How to Prevent it: Your first line of defense when it comes to malware is safety training. Ask your VoiP provider if they include safety training as part of their onboarding service. Even if they don’t, take the time to educate your employees on things like to never opening links or attachments that look suspicious or come through unknown senders. Inform them about the security risks of using free wi-fi hotspots with unsecured networks. Little things go a long way in lowering the risk of security breaches and fending off would-be attackers.
Another important measure to combat these threats is having firewalls. While usually simple to put in place, they are also one of the most effective security measures that you can take to ensure the safety of your VoIP software. Firewalls act as a gatekeeper that filters information as it comes from the internet and is filtered into your voice network. If a firewall flags a packet as “suspicious” it is simply not allowed into your network.
Reducing Unknown Risk
While Denial of Service attacks, malware, and eavesdropping may be the most common risks surrounding VoIP technology, there are many other attacks that systems are vulnerable to. While you can’t always protect yourself against every single threat, there are a lot of precautions that can help keep you safe.
Secure Your Passwords
Secure passwords are the single most neglected area when it comes to VoIP security. You can invest in the best high-end encryption and gateway security tools, but it won’t matter much if all the smartphones, tablets, and computers accessing your network are not secured with a strong password.

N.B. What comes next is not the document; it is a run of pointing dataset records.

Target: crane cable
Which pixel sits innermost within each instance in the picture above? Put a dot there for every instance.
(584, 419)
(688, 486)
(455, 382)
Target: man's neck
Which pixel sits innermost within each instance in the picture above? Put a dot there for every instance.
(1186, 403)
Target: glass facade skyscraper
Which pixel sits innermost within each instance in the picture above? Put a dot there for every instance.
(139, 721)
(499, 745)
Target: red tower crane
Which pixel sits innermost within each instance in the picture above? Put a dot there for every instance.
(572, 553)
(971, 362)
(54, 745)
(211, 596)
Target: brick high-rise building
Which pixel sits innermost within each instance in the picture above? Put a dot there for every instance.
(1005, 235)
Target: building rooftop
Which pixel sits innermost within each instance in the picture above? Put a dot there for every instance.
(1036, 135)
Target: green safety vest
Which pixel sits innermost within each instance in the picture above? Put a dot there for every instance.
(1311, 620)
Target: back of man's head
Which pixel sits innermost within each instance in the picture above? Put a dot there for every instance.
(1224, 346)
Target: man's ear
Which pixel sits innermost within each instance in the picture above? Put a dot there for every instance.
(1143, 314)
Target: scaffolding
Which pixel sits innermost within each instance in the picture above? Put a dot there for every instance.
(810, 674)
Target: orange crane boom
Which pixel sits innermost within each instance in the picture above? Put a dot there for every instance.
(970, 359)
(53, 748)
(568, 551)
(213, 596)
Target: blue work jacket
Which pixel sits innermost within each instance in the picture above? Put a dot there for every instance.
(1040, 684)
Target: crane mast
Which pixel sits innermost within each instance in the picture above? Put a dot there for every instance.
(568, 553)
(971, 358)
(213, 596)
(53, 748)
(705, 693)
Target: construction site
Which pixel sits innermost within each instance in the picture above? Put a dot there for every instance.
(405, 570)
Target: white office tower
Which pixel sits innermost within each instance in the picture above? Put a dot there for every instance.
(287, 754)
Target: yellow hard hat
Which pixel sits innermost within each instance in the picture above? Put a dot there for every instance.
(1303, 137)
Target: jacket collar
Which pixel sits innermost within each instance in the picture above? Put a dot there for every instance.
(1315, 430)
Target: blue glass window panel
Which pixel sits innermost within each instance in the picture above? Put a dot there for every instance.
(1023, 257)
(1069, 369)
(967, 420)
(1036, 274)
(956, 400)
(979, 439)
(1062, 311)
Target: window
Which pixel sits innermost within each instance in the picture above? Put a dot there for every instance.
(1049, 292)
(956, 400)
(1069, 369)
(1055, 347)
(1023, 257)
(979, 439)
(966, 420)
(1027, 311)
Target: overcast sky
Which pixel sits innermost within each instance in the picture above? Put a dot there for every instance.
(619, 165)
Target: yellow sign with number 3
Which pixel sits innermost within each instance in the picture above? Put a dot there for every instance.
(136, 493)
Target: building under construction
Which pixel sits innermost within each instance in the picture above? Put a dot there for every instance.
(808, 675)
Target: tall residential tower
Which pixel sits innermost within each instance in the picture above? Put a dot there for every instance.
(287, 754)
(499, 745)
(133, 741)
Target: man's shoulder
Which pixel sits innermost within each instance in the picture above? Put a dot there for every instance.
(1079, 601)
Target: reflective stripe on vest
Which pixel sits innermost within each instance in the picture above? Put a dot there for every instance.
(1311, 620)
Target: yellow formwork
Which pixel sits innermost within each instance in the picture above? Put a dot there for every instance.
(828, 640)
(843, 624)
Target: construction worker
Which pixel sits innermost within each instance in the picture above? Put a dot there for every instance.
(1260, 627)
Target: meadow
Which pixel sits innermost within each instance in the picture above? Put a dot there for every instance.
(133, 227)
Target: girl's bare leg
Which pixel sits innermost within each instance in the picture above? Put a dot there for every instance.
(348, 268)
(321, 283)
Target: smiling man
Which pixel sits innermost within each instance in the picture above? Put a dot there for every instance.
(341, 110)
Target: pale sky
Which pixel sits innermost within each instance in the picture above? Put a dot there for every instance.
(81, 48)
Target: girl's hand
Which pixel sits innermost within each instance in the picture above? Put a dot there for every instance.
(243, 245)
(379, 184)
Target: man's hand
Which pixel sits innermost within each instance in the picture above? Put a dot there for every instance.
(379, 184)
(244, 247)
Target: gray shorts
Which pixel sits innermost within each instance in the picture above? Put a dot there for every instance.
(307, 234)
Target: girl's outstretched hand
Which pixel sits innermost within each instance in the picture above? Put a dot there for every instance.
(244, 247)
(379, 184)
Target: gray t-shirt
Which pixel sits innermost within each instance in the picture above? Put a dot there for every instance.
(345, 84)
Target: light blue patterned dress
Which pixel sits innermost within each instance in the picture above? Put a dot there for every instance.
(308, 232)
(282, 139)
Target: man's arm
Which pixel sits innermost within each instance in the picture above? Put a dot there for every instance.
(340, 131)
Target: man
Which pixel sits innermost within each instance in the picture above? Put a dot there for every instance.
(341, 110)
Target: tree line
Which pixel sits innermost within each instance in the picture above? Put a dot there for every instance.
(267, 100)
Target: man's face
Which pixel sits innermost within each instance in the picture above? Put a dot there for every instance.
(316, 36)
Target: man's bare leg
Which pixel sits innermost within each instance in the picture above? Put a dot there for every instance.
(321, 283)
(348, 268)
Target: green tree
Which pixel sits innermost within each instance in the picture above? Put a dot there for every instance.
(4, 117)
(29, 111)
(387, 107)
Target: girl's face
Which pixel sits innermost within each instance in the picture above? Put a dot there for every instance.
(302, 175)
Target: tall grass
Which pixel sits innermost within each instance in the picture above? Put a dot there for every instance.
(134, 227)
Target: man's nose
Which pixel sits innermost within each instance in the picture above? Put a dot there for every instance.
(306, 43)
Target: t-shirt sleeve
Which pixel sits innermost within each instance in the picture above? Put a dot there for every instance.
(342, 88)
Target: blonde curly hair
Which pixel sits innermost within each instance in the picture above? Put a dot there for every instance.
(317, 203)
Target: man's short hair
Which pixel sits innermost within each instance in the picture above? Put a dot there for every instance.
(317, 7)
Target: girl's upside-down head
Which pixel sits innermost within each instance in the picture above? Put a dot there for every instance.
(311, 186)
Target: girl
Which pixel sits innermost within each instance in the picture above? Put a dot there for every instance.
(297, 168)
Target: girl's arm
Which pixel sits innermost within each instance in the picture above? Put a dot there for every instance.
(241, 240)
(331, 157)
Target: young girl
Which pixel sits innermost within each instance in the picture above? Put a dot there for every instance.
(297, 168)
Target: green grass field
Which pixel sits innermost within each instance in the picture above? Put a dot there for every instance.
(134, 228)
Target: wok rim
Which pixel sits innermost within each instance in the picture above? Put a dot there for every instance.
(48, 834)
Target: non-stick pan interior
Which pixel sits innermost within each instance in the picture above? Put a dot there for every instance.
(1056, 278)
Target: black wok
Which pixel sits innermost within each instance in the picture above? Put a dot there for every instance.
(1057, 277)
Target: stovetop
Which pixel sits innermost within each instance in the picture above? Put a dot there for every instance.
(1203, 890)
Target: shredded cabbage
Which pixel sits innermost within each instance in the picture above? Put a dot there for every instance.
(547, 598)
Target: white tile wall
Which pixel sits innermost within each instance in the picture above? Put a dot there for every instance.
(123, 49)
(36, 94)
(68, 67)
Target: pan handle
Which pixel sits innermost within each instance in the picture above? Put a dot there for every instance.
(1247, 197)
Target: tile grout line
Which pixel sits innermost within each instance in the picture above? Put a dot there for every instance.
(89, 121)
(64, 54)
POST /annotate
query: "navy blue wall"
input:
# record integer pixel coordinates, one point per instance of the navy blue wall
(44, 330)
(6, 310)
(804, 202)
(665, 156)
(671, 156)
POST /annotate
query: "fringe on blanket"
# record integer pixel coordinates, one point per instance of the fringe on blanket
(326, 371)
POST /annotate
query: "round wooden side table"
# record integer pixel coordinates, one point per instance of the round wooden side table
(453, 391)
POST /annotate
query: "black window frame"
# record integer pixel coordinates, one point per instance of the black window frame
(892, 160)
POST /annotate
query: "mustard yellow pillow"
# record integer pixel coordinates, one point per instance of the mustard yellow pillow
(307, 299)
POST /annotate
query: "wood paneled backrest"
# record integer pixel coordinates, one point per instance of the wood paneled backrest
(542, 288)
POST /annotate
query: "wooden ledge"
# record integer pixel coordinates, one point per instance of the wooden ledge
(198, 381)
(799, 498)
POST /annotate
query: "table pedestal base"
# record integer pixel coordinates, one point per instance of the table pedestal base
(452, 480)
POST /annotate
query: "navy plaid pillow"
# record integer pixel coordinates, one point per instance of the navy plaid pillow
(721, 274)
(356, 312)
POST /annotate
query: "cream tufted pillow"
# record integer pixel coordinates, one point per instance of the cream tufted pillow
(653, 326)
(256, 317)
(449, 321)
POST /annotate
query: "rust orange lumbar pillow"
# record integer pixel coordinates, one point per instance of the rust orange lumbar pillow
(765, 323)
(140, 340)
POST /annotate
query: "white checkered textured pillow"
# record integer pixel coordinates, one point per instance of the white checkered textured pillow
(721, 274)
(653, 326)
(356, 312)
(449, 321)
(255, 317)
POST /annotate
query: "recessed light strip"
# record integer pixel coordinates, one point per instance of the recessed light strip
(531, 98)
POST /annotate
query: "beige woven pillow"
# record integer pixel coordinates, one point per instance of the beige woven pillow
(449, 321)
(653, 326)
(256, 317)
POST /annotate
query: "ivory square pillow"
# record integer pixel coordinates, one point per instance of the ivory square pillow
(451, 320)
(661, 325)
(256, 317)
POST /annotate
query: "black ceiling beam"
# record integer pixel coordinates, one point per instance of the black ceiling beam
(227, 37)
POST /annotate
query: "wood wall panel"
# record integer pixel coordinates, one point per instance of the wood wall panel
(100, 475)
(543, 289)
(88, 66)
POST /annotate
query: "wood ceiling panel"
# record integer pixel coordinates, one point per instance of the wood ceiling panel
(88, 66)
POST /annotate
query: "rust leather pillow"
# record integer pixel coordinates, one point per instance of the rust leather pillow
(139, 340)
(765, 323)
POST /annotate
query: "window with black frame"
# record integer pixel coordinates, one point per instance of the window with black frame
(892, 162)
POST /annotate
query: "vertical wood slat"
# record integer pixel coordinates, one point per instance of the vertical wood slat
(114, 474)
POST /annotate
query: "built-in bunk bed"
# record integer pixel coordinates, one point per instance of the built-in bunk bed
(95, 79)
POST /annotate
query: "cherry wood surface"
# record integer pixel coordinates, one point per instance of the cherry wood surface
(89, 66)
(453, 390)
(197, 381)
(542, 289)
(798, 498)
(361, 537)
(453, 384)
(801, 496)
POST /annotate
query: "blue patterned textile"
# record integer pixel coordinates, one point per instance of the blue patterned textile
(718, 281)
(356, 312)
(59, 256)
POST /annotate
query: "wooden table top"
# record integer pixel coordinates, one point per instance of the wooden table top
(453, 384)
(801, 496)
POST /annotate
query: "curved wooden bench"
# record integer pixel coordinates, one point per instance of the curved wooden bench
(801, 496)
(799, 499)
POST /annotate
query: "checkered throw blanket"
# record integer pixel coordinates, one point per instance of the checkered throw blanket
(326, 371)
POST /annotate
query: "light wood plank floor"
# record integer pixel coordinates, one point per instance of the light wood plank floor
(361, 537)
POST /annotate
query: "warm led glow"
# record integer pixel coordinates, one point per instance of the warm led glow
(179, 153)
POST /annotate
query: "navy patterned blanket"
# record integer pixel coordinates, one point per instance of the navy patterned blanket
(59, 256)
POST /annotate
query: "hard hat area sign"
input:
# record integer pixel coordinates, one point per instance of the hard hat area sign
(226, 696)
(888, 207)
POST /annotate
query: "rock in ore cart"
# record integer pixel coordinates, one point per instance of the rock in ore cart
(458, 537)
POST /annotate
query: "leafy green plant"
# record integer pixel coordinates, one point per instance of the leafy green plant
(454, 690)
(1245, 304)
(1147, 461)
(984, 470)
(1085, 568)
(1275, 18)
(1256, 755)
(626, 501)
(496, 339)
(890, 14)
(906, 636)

VoIP goes through online networks rather than individual, physical phone lines. This means access to one employee’s credentials can threaten your entire work environment. A hacker can quickly install malware on devices that aren’t protected, and instantly access phone conversations and other customer data through the employee’s computer.
The most important step when it comes to protecting yourself from risks and security breaches is to be educated and informed. And that goes for everyone in the company.
Train your staff on data storage, encryption and information organization. This is especially vital for those employees who handle sensitive data regularly.
Lastly, always be prepared for the worst. No matter how safe we are while using the internet, sometimes bad things can happen. Have a contingency plan in place, and educate employees on how to handle situations. The last thing you want is someone accidentally causing more damage when something goes wrong.
Monitor for unusual activity
Learning what is normal and abnormal in your network takes time and skill. Having monitors in place is vital to preventing attacks. Thankfully, there are many services that can detect fraudulent activity, flag them and even halt them completely.
In addition to automated protection, growing companies should strongly consider investing in an IT manager to help monitor network activity. Not only will this help point out irregularities like strange calls, that may be missed by automation, but it can also help stave off larger problems that can affect your business in the long run.
Having the ability to connect our business tools to the web is an amazing feat of modernization. We’re more efficient than ever, and businesses can scale while delivering incredible services to customers at a lower cost. And while VoIP security threats remain a valid concern for any manager or business owner the most important thing is to be proactive. Being prepared through ample training, vigilant monitoring and robust defenses can keep you safe, and put your mind at ease.